6I w owe dni ludzie szukać będą śmierci,
ale jej nie znajdą,
i będą chcieli umrzeć, ale śmierć od nich ucieknie.

Stan psychologiczny rozpaczy znany poza Pismem św. także apokryfom (Sybill 2, 307) i literaturze klasycznej (np. Sofokles, Owidiusz, Seneka) Odwrotnością jego jest pragnienie Apostoła z Fil 1, 23.

,,Ucieka” — praesens podkreśla, że zjawisko to jest stałe, nieuniknione. Szuka śmierci człowiek, który już nie włada sobą, pod postacią szarańczy ukrywa się demon, który potrafi zawładnąć człowiekiem i niszczy go na sposób podobny głęboko utrwalonym nałogom.


7 A wygląd szarańczy - podobne do koni uszykowanych do boju,
na głowach ich jakby wieńce podobne do złota,
oblicza ich jakby oblicza ludzi,
8 i miały włosy jakby włosy kobiet,
a zęby ich były jakby zęby lwów,
9 i przody tułowi miały jakby pancerze żelazne,
a łoskot ich skrzydeł jak łoskot wielokonnych wozów, pędzących do boju.
10 I mają ogony podobne do skorpionowych oraz żądła;
a w ich ogonach jest ich moc szkodzenia ludziom przez pięć miesięcy
(Ap 9, 7-10)

Zaskakujące nas dziś zestawienie elementów ludzkich i zwierzęcych w obrazie tej szarańczy z pewnością nie dziwiło starożytnych adresatów Apokalipsy, którym bliskie były cherubiny Ezechiela, centaury greckie i ludzie-węże z gigantomachii na ołtarzu w Pergamie). Porównanie szarańczy do konnicy, zaczerpnięte tu od Joela, znane było w starożytności (Teodoret). Śladem jego są nazwy zachowane w wielu językach (np. ,,konik polny”, cavalletta, Heupferd). Szczególną racją zastosowania tego obrazu w Apokalipsie mogło być największe niebezpieczeństwo owych czasów — groźna konnica Partów.
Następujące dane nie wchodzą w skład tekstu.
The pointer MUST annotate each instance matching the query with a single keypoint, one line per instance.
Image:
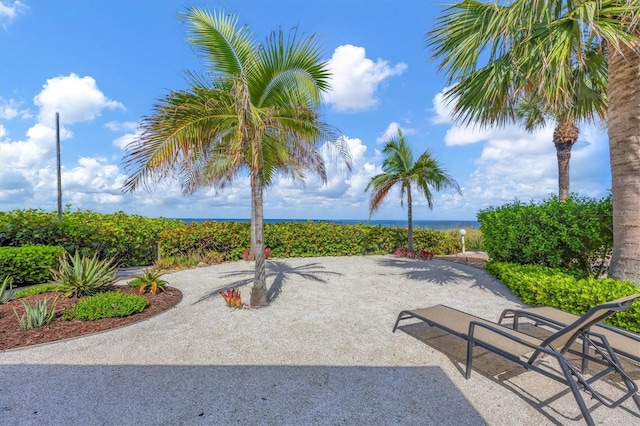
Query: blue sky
(102, 65)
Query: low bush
(111, 304)
(83, 276)
(575, 234)
(36, 289)
(37, 315)
(7, 284)
(29, 264)
(543, 286)
(149, 281)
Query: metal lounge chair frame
(524, 349)
(623, 342)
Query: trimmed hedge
(29, 264)
(542, 286)
(111, 304)
(131, 239)
(301, 239)
(576, 234)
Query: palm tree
(399, 168)
(255, 111)
(501, 52)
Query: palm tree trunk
(259, 296)
(409, 218)
(624, 149)
(563, 151)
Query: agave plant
(83, 276)
(37, 315)
(7, 284)
(150, 280)
(232, 297)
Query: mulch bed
(11, 336)
(475, 261)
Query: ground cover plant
(542, 286)
(12, 336)
(109, 304)
(575, 234)
(36, 315)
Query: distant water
(429, 224)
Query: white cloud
(76, 98)
(124, 140)
(11, 10)
(11, 109)
(515, 164)
(356, 78)
(127, 126)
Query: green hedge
(542, 286)
(301, 239)
(575, 234)
(131, 239)
(29, 264)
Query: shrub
(540, 285)
(36, 289)
(110, 304)
(150, 280)
(37, 315)
(7, 284)
(29, 264)
(575, 234)
(82, 276)
(131, 239)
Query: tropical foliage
(36, 315)
(79, 275)
(500, 52)
(400, 169)
(255, 111)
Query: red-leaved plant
(422, 254)
(246, 255)
(232, 297)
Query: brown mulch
(11, 336)
(475, 261)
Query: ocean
(428, 224)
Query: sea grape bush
(139, 241)
(575, 234)
(544, 286)
(29, 264)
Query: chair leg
(575, 391)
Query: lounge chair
(524, 349)
(623, 342)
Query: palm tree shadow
(442, 272)
(434, 271)
(278, 271)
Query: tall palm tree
(499, 52)
(255, 111)
(399, 168)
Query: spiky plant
(83, 276)
(7, 284)
(37, 315)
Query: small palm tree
(496, 52)
(399, 168)
(256, 111)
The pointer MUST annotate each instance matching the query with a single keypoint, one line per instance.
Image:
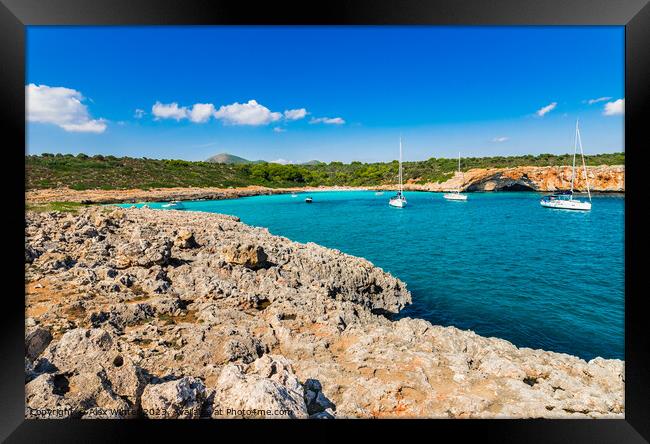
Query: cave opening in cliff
(516, 187)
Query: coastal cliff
(144, 313)
(601, 179)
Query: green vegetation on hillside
(108, 172)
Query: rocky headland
(603, 179)
(171, 314)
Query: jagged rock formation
(601, 179)
(144, 313)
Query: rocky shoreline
(176, 314)
(603, 179)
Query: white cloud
(62, 107)
(295, 114)
(546, 109)
(328, 120)
(599, 99)
(250, 113)
(169, 111)
(201, 112)
(614, 108)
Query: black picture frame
(633, 14)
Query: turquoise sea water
(498, 264)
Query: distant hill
(82, 172)
(230, 159)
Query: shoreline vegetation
(63, 180)
(82, 172)
(172, 314)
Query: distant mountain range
(232, 159)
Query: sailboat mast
(575, 149)
(401, 188)
(459, 185)
(584, 165)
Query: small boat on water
(174, 205)
(399, 201)
(564, 200)
(456, 195)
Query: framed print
(416, 212)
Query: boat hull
(566, 204)
(456, 197)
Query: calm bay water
(498, 264)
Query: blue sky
(327, 93)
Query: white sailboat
(399, 201)
(564, 200)
(456, 195)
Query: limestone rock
(36, 340)
(185, 239)
(182, 399)
(248, 255)
(269, 384)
Powtarzające się "jakby" stale przypomina o konieczności transponowania opisywanych szczegółów do innej rzeczywistości, duchowej. Dwojaki przy tym może być klucz interpretacyjny poszczególnych elementów: a) bądź stanowią one karzące przypomnienie poszczególnych grzechów, zgodnie z ideą biblijną, wyrażoną w 3 Król 17, 18 ; b) bądź charakteryzują nastawienie demonów — jak woli większość egzegetów, zdaje się, całkiem słusznie.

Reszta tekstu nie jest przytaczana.